Bereits bei der Diagnose sowie im weiteren Krankheitsverlauf sollte die Krankheitsaktivität erfasst werden, um eine aktivitätsorientierte Therapie durchzuführen. Dieses Vorgehen mit dem Ziel, eine möglichst geringe Krankheitsaktivität zu erreichen, führt nachweislich zu einem besseren Outcome.

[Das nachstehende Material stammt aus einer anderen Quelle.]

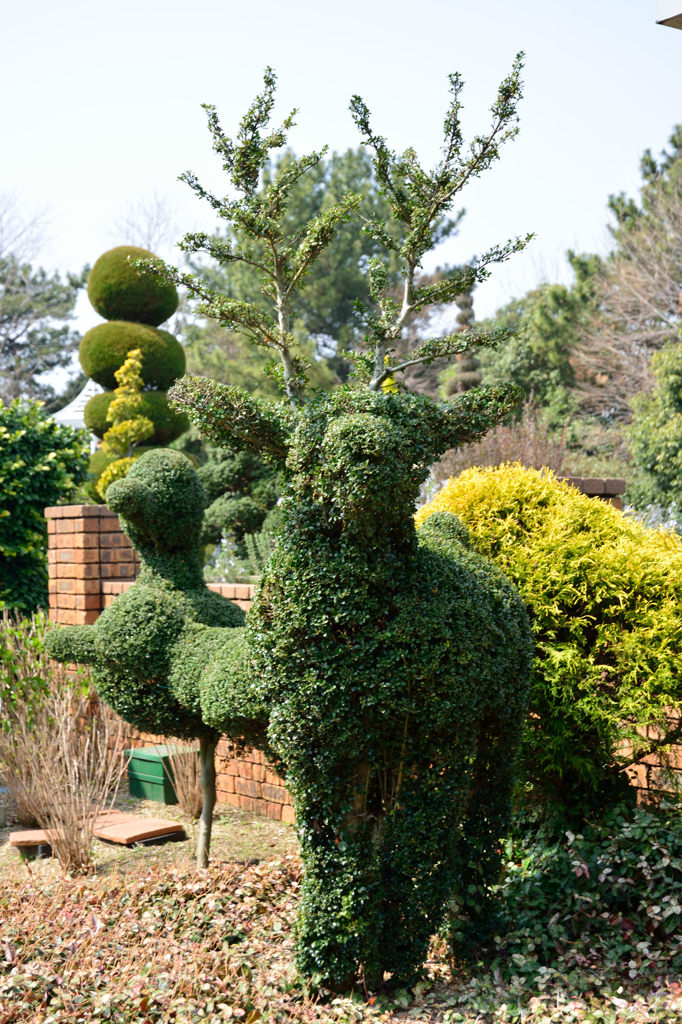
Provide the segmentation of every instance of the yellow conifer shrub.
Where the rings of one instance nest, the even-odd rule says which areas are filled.
[[[131,349],[114,376],[119,386],[106,412],[106,419],[112,426],[102,438],[101,447],[108,455],[118,455],[120,458],[110,463],[97,480],[97,492],[102,501],[105,500],[110,484],[126,476],[135,459],[139,458],[133,455],[135,445],[154,433],[152,420],[140,415],[143,406],[140,392],[144,384],[141,349]]]
[[[417,513],[452,512],[525,601],[536,640],[526,791],[603,807],[626,769],[681,742],[682,543],[550,472],[469,469]]]

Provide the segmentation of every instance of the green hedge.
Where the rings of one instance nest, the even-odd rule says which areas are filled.
[[[161,278],[140,274],[130,259],[151,259],[154,253],[136,246],[118,246],[103,253],[90,271],[88,298],[104,319],[134,321],[158,327],[177,309],[177,291]]]
[[[113,390],[118,387],[114,375],[133,348],[142,352],[142,380],[147,387],[165,391],[184,373],[184,349],[177,338],[168,331],[125,321],[99,324],[83,336],[78,350],[83,373]]]
[[[89,399],[84,411],[84,419],[88,430],[96,437],[103,437],[112,426],[106,419],[106,411],[114,400],[113,391],[95,394]],[[155,432],[148,443],[168,444],[179,437],[189,427],[189,420],[184,413],[174,413],[168,404],[165,391],[142,391],[142,408],[140,416],[146,416],[154,423]],[[104,467],[102,466],[102,470]]]

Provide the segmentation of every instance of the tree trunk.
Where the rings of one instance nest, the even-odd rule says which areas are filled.
[[[199,740],[199,744],[204,806],[202,808],[202,816],[199,819],[197,867],[208,867],[208,854],[211,846],[211,826],[213,824],[213,808],[215,807],[215,749],[218,745],[218,740],[202,736]]]

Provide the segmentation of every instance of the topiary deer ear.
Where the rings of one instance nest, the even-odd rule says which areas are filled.
[[[438,451],[462,447],[479,440],[501,420],[513,413],[523,397],[522,388],[516,384],[497,384],[495,387],[477,387],[458,394],[439,407],[440,436]]]
[[[182,377],[168,397],[219,447],[256,452],[273,462],[286,460],[290,428],[284,417],[242,388],[208,377]]]

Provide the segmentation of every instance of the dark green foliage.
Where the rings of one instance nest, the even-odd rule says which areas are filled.
[[[256,454],[283,473],[286,487],[283,526],[249,615],[245,655],[235,643],[233,657],[224,666],[220,658],[210,662],[204,674],[189,655],[191,665],[180,674],[193,694],[191,679],[206,678],[205,714],[221,727],[254,712],[256,726],[267,708],[267,740],[294,798],[305,860],[298,963],[333,986],[359,978],[381,985],[385,972],[392,985],[413,981],[456,880],[466,884],[474,871],[489,885],[500,866],[498,842],[510,813],[527,696],[527,618],[513,587],[461,543],[462,528],[452,517],[433,523],[419,545],[413,513],[433,461],[508,416],[519,389],[477,388],[436,406],[424,396],[384,393],[382,385],[408,366],[472,344],[494,346],[509,334],[430,339],[407,361],[393,360],[413,313],[451,301],[528,241],[494,247],[475,266],[415,285],[423,257],[456,226],[457,216],[447,218],[456,196],[517,133],[520,67],[519,57],[493,103],[491,129],[466,151],[462,81],[450,76],[443,159],[431,172],[414,150],[397,158],[353,97],[353,116],[374,150],[376,180],[403,242],[389,233],[385,218],[366,225],[391,255],[369,261],[367,291],[376,306],[358,304],[368,350],[353,354],[352,386],[305,397],[305,367],[292,351],[292,312],[296,292],[360,197],[345,195],[291,233],[286,212],[293,187],[321,154],[292,159],[258,193],[268,153],[285,143],[292,125],[290,116],[281,128],[267,127],[274,101],[270,69],[236,140],[223,133],[215,109],[206,108],[236,198],[220,199],[193,174],[183,175],[244,232],[248,248],[199,233],[182,242],[185,252],[205,252],[222,265],[255,263],[268,308],[227,299],[161,261],[143,264],[186,285],[201,299],[200,314],[280,356],[270,369],[288,400],[278,406],[202,378],[182,378],[170,392],[214,443]],[[395,263],[403,274],[400,304],[389,288]],[[137,523],[152,521],[154,510],[150,488],[130,479],[135,472],[110,494],[116,508],[117,488],[126,485],[134,515],[124,510],[124,519],[138,545],[145,539],[136,537]],[[158,543],[166,528],[177,528],[154,522]],[[178,653],[196,642],[196,627],[188,626]],[[210,658],[212,638],[205,643]],[[176,679],[172,668],[168,679]],[[178,692],[182,680],[175,683]],[[189,695],[183,699],[189,707]],[[484,935],[493,920],[483,900],[472,933]]]
[[[498,348],[479,353],[484,384],[513,381],[532,394],[537,404],[549,408],[550,418],[564,423],[577,409],[571,394],[576,374],[571,358],[594,315],[595,258],[567,253],[576,282],[572,286],[543,285],[514,299],[484,322],[489,329],[513,332]],[[447,379],[452,372],[443,374]]]
[[[244,555],[244,535],[260,530],[280,497],[276,473],[251,452],[211,447],[199,476],[211,502],[204,514],[204,543],[227,537]]]
[[[42,402],[0,404],[0,607],[47,607],[43,510],[69,500],[87,464],[85,432],[58,426]]]
[[[235,389],[184,378],[173,397],[195,389],[203,432],[239,436]],[[454,517],[418,547],[412,511],[437,455],[515,399],[501,388],[436,407],[343,387],[265,423],[240,398],[270,458],[289,425],[284,525],[247,638],[306,864],[299,966],[335,985],[360,964],[368,984],[384,971],[414,980],[472,850],[483,880],[497,878],[531,657],[525,612]],[[478,934],[494,920],[481,906]]]
[[[168,444],[188,428],[189,420],[171,409],[165,391],[142,391],[139,415],[146,416],[155,426],[150,444]],[[103,437],[112,425],[106,419],[106,412],[113,400],[113,391],[103,391],[88,399],[83,418],[95,437]]]
[[[84,373],[113,390],[117,387],[114,375],[133,348],[142,352],[142,380],[147,387],[165,391],[184,373],[184,349],[177,338],[168,331],[126,321],[93,327],[84,335],[78,355]]]
[[[177,309],[177,291],[173,285],[150,274],[140,274],[128,262],[129,259],[150,257],[153,258],[154,253],[135,246],[118,246],[99,257],[88,278],[88,298],[100,316],[109,321],[133,321],[158,327],[173,315]]]
[[[633,398],[630,451],[639,470],[628,498],[639,509],[647,505],[682,507],[682,345],[655,352],[649,362],[655,377],[650,393]]]
[[[94,626],[55,631],[50,652],[90,665],[97,692],[142,731],[213,736],[202,721],[199,689],[183,672],[173,673],[176,649],[184,656],[198,635],[210,634],[205,627],[244,623],[244,612],[204,583],[202,483],[183,455],[154,451],[113,483],[106,498],[141,556],[140,575]]]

Um die Erfassung der Krankheitsaktivität bei cP-Patienten besser zu standardisieren, haben ACR, EULAR (European League Against Rheumatism) und WHO/ILAR (World Health Organization/International League Against Rheumatism) den Gebrauch eines so genannten „Core Set“ von Parametern empfohlen: SJC (Swollen Joint Count), TJC (Tender Joint Count), GH (Global Health) – Einschätzung durch Arzt [EGA (Evaluator Global Activity)] und Patienten [PGA-Patient Global Activity), Schmerzeinschätzung durch Patienten, Funktionseinschränkung und CRP/ESR. Die Krankheitsaktivität der cP kann nicht ausreichend durch Einzelparameter abgebildet werden. Aus diesem Grund wurden verschiedene Composite-Scores entwickelt, um die Gesamtaktivität zu erfassen. Diese stellen den Versuch dar, die cP in all ihren Dimensionen abzubilden. Sie erlauben die Integration verschiedener Aspekte dieser Erkrankung zu einem einzelnen Zahlenwert und erleichtern damit die Dokumentation der Krankheitsaktivität und in der Folge die aktivitätsorientierte Behandlung in der klinischen Praxis und Studien. Weitere Argumente, die für den Einsatz dieser Composite-Indizes sprechen sind:
1. Ein einzelner Zahlenwert führt zum besseren Verständnis/Anwendbarkeit bei Arzt und Patient;
2. erleichtert die Vereinheitlichung und Vergleichbarkeit zwischen Behandlern;
3. es gibt keinen Einzelparameter, der die Krankheitsaktivität der cP darstellen kann;
4. die Evaluation/Verarbeitung einer großen Anzahl der Einzelparameter wäre mit methodischen und statistischen Problemen verbunden.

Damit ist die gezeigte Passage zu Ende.